Said Head Coach Loa Milford, “The penalties and the set-piece absolutely killed us today. ASU exercised discipline and executed on specific phases of the game where they overmatched us. In open play, we defended very well…made our tackles…but they kept grinding out penalties, kicked-to-touch, and mauling over for multiple scores. We simply didn’t have the answers there.”
In the 45th minute from a USC lineout at midfield, ASU failed to match numbers. From the free kick, Trojans flanker Michael Cesar broke through the line before getting tackled at the 22. The forward pack continued to gain ground through a series of pick-and-drives. Having sucked the defense in toward the tackle area, scrumhalf Scassaletti dished to Bushell, who found outside Center Dimitry Veremeenko running a cutback line. Veremeenko was nearly away if not for an ankle tackle. The forwards went back to work, keeping the ball in tight; once again sucking in defenders. From 5-meters out, Scassaletti popped to Bushell, who crashed over for the try. The USC flyhalf converted again, bringing the Trojans to within striking distance at 19-27.
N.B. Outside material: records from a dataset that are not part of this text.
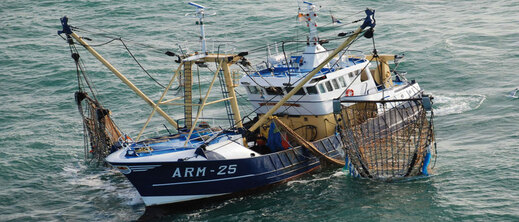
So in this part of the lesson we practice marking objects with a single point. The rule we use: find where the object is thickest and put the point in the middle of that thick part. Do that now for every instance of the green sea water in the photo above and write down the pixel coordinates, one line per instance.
(465, 53)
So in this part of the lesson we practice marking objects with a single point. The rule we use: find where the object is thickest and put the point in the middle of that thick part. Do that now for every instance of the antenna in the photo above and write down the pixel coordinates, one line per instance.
(200, 15)
(311, 22)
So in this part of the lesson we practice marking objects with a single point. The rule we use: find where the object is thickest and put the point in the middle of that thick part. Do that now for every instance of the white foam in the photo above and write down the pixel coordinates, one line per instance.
(456, 103)
(77, 176)
(338, 173)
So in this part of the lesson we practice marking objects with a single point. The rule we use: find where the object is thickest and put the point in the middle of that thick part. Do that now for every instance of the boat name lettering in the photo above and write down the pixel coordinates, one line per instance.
(201, 171)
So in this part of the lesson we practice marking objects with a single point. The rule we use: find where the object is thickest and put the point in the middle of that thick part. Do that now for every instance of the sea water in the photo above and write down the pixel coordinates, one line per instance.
(464, 53)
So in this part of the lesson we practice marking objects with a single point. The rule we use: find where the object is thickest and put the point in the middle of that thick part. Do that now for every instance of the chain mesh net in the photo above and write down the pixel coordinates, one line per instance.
(387, 139)
(100, 132)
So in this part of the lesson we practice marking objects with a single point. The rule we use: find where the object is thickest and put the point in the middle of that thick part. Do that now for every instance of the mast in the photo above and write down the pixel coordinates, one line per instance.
(200, 15)
(368, 21)
(312, 23)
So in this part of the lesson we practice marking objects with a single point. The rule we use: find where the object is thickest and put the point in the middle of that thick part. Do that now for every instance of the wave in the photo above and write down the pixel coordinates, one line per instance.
(97, 180)
(457, 103)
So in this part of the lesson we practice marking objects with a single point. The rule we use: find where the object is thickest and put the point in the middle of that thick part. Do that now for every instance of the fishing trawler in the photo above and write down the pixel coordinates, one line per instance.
(201, 162)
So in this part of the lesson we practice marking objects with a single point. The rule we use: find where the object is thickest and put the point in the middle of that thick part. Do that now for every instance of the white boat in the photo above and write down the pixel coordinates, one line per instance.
(198, 162)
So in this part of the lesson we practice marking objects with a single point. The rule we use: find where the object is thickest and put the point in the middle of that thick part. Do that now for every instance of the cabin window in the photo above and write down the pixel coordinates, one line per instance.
(321, 88)
(299, 92)
(328, 86)
(335, 84)
(312, 90)
(253, 89)
(274, 91)
(342, 81)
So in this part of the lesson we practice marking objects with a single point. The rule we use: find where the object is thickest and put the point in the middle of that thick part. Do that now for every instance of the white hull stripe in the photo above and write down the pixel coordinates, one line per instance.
(202, 181)
(158, 200)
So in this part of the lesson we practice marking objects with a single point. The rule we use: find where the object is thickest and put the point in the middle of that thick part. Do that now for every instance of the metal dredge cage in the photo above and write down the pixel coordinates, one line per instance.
(387, 139)
(100, 132)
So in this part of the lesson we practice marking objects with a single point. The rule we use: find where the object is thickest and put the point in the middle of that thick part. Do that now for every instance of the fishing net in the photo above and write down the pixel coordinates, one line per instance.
(100, 132)
(387, 139)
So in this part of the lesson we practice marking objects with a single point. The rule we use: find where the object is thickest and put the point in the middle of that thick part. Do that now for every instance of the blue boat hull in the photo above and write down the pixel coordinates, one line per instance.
(172, 182)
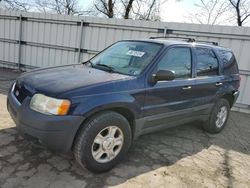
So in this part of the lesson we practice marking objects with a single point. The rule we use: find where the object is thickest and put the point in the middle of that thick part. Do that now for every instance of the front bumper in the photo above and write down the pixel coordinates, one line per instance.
(54, 132)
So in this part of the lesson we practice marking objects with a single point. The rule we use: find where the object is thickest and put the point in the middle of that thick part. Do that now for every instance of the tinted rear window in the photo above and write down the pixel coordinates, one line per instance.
(207, 63)
(229, 62)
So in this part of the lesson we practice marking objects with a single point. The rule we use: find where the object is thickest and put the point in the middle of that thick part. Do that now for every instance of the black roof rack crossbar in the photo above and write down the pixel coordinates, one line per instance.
(188, 39)
(208, 42)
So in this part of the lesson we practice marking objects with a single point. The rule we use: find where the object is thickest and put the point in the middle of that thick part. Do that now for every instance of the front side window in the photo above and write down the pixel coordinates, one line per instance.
(178, 60)
(207, 63)
(127, 57)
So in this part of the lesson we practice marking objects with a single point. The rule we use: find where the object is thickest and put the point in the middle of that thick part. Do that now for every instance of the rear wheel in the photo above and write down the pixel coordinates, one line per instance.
(103, 141)
(218, 117)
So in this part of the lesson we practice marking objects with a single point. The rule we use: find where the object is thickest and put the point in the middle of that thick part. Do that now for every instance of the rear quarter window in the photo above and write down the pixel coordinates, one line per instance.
(229, 62)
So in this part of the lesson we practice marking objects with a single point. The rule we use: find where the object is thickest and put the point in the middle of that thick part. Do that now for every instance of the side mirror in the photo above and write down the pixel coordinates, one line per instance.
(163, 75)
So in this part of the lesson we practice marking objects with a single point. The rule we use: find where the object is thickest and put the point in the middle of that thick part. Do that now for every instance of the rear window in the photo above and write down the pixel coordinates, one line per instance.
(229, 62)
(207, 63)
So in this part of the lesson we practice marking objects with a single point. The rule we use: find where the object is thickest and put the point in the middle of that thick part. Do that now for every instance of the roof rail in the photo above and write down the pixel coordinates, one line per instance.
(187, 39)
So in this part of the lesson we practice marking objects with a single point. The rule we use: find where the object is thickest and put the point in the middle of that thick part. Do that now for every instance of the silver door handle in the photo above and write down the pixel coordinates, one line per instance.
(186, 87)
(219, 84)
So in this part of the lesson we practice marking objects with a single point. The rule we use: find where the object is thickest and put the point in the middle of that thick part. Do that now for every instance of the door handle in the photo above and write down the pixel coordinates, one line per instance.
(219, 84)
(186, 87)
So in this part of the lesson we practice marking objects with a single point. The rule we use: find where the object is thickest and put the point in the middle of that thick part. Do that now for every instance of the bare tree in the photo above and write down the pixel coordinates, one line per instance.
(242, 9)
(105, 7)
(210, 12)
(135, 9)
(69, 7)
(146, 10)
(127, 7)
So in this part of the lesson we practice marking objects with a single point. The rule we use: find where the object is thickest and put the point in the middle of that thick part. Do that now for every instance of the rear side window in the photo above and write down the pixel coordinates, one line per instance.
(229, 62)
(178, 60)
(207, 63)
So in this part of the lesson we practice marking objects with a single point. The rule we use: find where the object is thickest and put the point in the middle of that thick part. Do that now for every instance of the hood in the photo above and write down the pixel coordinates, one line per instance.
(57, 80)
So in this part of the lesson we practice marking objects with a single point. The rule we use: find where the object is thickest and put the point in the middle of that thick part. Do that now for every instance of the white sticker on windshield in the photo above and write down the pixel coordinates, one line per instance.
(135, 53)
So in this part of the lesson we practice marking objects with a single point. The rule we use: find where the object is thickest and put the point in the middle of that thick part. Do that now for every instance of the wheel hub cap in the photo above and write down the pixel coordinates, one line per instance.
(107, 144)
(221, 117)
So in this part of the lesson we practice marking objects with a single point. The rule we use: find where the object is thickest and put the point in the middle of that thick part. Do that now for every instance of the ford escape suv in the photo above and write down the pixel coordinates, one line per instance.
(97, 108)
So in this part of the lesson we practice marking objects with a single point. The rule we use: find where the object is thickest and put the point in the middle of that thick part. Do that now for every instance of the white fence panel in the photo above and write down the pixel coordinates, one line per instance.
(30, 40)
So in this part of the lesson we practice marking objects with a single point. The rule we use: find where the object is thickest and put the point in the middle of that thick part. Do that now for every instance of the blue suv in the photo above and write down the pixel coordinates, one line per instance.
(97, 108)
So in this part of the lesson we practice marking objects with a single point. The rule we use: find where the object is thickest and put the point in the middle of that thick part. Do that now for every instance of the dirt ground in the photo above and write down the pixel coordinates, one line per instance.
(184, 156)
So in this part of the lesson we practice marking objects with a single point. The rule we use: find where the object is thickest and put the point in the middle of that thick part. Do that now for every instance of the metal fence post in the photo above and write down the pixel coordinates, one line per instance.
(19, 43)
(80, 41)
(165, 32)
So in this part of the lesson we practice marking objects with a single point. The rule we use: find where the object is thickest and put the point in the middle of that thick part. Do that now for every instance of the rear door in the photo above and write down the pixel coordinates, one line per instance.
(208, 80)
(168, 103)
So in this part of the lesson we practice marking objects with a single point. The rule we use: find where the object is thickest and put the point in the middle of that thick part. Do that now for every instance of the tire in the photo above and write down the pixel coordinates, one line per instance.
(99, 129)
(213, 125)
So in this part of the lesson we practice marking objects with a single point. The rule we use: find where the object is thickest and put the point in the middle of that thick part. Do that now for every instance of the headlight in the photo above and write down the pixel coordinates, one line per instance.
(49, 105)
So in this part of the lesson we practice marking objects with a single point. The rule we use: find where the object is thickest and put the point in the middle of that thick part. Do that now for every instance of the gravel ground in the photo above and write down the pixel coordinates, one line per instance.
(184, 156)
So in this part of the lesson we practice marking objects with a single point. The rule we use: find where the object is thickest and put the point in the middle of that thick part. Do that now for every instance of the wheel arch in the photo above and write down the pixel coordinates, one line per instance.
(124, 111)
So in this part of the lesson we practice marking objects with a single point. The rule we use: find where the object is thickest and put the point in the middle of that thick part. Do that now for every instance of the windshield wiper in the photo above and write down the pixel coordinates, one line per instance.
(88, 62)
(103, 66)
But that is as close as affairs would get. In the 57th minute, Veremeenko received a yellow card for a high tackle. From the penalty and line-out, the Sun Devils mauled over the line. 19-32 ASU.
On the next kick-off, replacement lock Bryant Young received a yellow card for taking the opposing player out in the air. Now down to 13-men, the Trojans proved powerless to hold the Sun Devils out as Jester notched his second and reserve flanker Oscar OckoMichalak got his first. ASU completed their try-fest when reserve prop Colin Clancy dove over on a driving maul. USC salvaged a last-minute try that culminated in 8-man Luc Desroches dragging a defender over the line for a score. 24-47 Final to ASU.
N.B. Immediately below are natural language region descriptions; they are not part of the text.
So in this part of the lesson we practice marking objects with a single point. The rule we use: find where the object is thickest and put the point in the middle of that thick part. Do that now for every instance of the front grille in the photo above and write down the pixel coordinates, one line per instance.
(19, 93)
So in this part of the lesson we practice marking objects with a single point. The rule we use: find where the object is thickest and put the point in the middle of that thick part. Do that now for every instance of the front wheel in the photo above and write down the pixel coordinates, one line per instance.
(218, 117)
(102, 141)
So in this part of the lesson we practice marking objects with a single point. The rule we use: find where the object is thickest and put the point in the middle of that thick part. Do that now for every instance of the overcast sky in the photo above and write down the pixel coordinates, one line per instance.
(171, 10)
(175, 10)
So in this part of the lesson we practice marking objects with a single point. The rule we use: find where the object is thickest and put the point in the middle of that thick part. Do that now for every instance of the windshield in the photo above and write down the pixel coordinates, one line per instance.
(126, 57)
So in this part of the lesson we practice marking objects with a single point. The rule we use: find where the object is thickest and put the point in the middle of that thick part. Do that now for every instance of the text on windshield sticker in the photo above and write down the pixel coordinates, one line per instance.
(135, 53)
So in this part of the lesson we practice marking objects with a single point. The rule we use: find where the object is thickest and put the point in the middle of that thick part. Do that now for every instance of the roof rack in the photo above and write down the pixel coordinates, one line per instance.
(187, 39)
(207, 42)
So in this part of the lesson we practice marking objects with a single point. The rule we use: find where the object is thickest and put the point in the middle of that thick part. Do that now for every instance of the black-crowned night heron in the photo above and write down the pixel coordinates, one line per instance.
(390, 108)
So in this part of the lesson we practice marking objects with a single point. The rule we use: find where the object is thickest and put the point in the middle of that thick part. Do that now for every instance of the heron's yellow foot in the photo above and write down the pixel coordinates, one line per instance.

In summarizing the game, Milford said, “Coming out of the UofA match, we worked on the weaknesses the Wildcats exposed and certainly improved in those areas. However, this ASU match revealed an entirely different set of vulnerabilities that we will address this week and moving forward. As Dominic (Riebli – Director of Rugby) has said from the beginning, each game represents a benchmark for our development. We improved week-over-week but still came away with the same result. However, I don’t think the final score line reflected the entirety of the effort. If I have my data correct, ASU scored 32 points while playing with a one- or two- man advantage. We just killed ourselves with the penalties. Our sinbins were a function of our match fitness and the result of the pressure that the Sun Devils put us under. We’ve simply got to do better.
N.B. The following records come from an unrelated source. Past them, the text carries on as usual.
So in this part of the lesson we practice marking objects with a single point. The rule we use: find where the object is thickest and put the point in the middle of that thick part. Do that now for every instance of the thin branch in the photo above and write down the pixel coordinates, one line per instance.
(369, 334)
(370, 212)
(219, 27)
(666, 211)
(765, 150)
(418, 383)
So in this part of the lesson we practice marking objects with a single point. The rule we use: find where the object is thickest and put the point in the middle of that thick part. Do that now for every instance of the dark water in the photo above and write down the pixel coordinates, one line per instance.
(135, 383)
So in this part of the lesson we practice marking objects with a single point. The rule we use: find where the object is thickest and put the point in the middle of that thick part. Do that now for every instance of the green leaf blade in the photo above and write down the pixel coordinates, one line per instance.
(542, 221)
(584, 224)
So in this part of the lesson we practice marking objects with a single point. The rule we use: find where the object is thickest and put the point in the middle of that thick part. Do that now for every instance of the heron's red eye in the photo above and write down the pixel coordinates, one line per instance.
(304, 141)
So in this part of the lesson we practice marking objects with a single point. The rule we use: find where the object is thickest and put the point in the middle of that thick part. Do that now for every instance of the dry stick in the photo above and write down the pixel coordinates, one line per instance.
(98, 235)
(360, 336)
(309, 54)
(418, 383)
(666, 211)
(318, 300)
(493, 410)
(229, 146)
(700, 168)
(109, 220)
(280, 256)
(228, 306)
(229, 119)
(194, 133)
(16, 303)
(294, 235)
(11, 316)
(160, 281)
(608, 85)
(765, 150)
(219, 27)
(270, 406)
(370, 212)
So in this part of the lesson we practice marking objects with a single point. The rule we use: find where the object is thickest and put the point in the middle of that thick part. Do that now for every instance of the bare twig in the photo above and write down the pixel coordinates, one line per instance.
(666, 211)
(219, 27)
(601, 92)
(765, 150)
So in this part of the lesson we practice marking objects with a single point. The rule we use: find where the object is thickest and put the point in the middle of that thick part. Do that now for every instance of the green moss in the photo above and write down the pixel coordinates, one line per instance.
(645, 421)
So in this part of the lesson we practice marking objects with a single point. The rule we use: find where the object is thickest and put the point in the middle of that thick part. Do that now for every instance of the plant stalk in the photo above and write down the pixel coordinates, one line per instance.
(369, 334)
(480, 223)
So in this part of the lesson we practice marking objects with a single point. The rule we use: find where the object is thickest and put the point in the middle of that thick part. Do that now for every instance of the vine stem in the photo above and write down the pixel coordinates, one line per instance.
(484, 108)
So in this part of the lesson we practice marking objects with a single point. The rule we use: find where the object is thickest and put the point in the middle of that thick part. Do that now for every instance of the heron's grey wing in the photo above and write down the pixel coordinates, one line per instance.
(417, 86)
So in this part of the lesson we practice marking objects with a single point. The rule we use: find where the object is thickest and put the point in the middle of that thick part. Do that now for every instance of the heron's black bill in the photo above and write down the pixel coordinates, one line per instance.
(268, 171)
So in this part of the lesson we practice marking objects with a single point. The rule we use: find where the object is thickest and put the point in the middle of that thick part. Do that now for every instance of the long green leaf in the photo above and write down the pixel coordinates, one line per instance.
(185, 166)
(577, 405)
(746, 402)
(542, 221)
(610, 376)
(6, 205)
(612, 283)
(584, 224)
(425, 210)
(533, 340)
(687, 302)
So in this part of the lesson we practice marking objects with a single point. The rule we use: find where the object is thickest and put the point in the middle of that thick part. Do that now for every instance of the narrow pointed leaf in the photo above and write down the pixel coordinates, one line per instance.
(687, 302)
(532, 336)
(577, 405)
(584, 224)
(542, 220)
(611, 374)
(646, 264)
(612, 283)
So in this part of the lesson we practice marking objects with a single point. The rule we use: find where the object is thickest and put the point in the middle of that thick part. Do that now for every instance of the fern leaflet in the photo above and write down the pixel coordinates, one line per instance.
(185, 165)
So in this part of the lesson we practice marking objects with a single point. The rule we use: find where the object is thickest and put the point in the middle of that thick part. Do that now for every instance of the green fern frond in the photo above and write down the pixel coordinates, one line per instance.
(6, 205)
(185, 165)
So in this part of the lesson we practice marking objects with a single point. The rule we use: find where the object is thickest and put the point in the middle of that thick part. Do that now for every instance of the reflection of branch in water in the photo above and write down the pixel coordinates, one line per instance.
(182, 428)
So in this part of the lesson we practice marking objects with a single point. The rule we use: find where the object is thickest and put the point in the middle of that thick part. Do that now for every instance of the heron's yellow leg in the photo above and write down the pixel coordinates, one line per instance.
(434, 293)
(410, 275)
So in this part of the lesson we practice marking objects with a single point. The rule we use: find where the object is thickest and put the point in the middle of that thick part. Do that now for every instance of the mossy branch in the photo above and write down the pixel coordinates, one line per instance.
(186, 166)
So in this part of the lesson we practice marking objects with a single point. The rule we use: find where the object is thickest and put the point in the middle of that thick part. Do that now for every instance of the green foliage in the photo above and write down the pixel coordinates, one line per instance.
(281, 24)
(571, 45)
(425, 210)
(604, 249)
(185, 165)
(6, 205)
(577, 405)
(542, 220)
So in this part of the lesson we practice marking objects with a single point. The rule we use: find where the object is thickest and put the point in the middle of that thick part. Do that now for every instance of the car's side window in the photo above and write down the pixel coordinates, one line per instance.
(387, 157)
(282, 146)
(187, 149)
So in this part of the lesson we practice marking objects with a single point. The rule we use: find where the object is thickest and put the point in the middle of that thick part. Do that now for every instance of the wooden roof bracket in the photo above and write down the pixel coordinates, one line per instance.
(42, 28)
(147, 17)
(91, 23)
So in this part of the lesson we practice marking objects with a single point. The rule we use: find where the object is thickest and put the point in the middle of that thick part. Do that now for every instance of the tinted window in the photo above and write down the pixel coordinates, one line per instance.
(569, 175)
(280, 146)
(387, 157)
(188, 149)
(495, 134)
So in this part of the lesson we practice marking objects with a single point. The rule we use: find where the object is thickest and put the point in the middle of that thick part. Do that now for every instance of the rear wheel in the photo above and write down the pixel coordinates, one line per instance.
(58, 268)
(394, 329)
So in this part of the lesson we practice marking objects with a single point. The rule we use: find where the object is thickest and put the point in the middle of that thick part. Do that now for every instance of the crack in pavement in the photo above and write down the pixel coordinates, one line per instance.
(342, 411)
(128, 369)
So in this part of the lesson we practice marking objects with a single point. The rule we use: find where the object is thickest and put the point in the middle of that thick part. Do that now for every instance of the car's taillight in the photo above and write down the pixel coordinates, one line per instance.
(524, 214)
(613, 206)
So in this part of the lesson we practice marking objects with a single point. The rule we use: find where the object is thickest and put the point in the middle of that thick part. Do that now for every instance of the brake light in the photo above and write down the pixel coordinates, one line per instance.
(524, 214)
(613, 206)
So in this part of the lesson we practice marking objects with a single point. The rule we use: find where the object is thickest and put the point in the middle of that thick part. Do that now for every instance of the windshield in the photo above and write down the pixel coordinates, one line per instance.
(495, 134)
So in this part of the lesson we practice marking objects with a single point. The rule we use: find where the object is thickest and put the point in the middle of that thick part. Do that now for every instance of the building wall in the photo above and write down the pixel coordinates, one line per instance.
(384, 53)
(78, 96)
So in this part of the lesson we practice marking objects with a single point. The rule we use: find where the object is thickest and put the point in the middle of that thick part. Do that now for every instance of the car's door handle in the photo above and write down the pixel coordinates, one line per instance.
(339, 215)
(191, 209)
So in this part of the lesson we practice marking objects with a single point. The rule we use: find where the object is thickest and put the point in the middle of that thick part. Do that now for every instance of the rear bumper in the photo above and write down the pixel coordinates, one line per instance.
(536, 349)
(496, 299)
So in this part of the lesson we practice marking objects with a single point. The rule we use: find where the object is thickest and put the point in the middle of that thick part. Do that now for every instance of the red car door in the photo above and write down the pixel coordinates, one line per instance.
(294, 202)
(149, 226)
“This move to PAC Rugby continues to serve as a reminder of just how far we have to go as a program. In relation to last year (playing D1-AA), the precision of execution has increased ten-fold. We obviously expected the massive jump in competition; it really shows the difference not just in terms of overall athleticism, but also the advantages of playing in a varsity-type environment. These programs that we compete against all train most days per week. For us…we’re just transitioning to that model and learning how to make it work for the student-athlete. The growing pains are certainly there but we’re exceptionally grateful to experience them.”
The Trojans will play their first local contest this weekend, serving as the opening match for the UCLA/Utah game. USC kicks-off at 11am this Saturday against University of Utah’s JV squad in Westwood at UCLA’s North Athletic Field.